MUA Victoria Deputy Branch Secretary David Ball said the Victorian Government had correctly identified the significant COVID transmission risk posed by maritime arrivals, but was testing the wrong people.
“Testing waterfront workers 7 days after boarding a vessel, rather than the international seafarers arriving from foreign ports, is like breathalysing the barman instead of the drink driver,” Mr Ball said.
“Once Australian maritime workers have been infected with COVID, it is already too late, with those workers potentially spreading this virus to family, friends, coworkers, and the broader community.
“The union is not opposed to testing on the waterfront for frontline workers who might be exposed to a known infection, but what is needed is nationally-consistent, robust screening of all international seafarers arriving in Australian ports, ensuring positive COVID cases are identified before Australian workers are exposed.
“If testing all international airline arrivals is possible, then there is no reason the same model can’t be implemented for the international shipping industry.
“By testing international seafarers on arrival, appropriate medical treatment can also be made available while the vessel is in port, protecting the health, welfare and safety of all these workers who play a vital role in Australia’s maritime supply chains.
“Along with employers, we’ve also highlighted significant flaws in the implementation of this directive, including a lack of clarity about where workers can get tested, out of pocket expenses in some cases, and the impact on port productivity as hundreds of workers go off to be tested.”

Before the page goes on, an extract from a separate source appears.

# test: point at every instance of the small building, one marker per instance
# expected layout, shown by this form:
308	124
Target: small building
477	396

MUA Assistant National Secretary Adrian Evans said the Victorian Government directive confirmed the union’s repeated warnings that vessels arriving from overseas ports pose a significant infection risk to the Australian community.
“The fundamental principle of risk management is to apply controls at the source,” he said.
“Australian wharfies and port workers are not the source of COVID infections.
“Our members have been on the front line since the first outbreak, putting strong infection controls in place to guarantee the continuous supply of goods through our ports to the Australian community.
“As a result, there has not been a single case of vessel to shore virus transmission in any Australian port due to the robust COVID protocols implemented across the industry.
“The current biosecurity system is fundamentally flawed, with a reliance on a ship’s captain, under incredible commercial pressure, in an industry infiltrated by criminality and exploitation, to declare that no one on the vessel is sick.
“The result has been ships frequently granted entry to Australian ports with seafarers onboard who are infected with COVID, leaving it to Australian maritime workers to implement the controls to protect themselves and the community when they are required to go onboard to load and discharge cargo.
“If the Victorian Government is serious about addressing the risk of COVID transmission from foreign ships crews they need to ensure all crew are tested and cleared, rather than having Australian workers exposed then tested after COVID has already passed into the community.
“They should also work with the Federal Government to ensure international seafarers have priority access to COVID vaccines, given their essential role in Australia’s maritime supply chains.”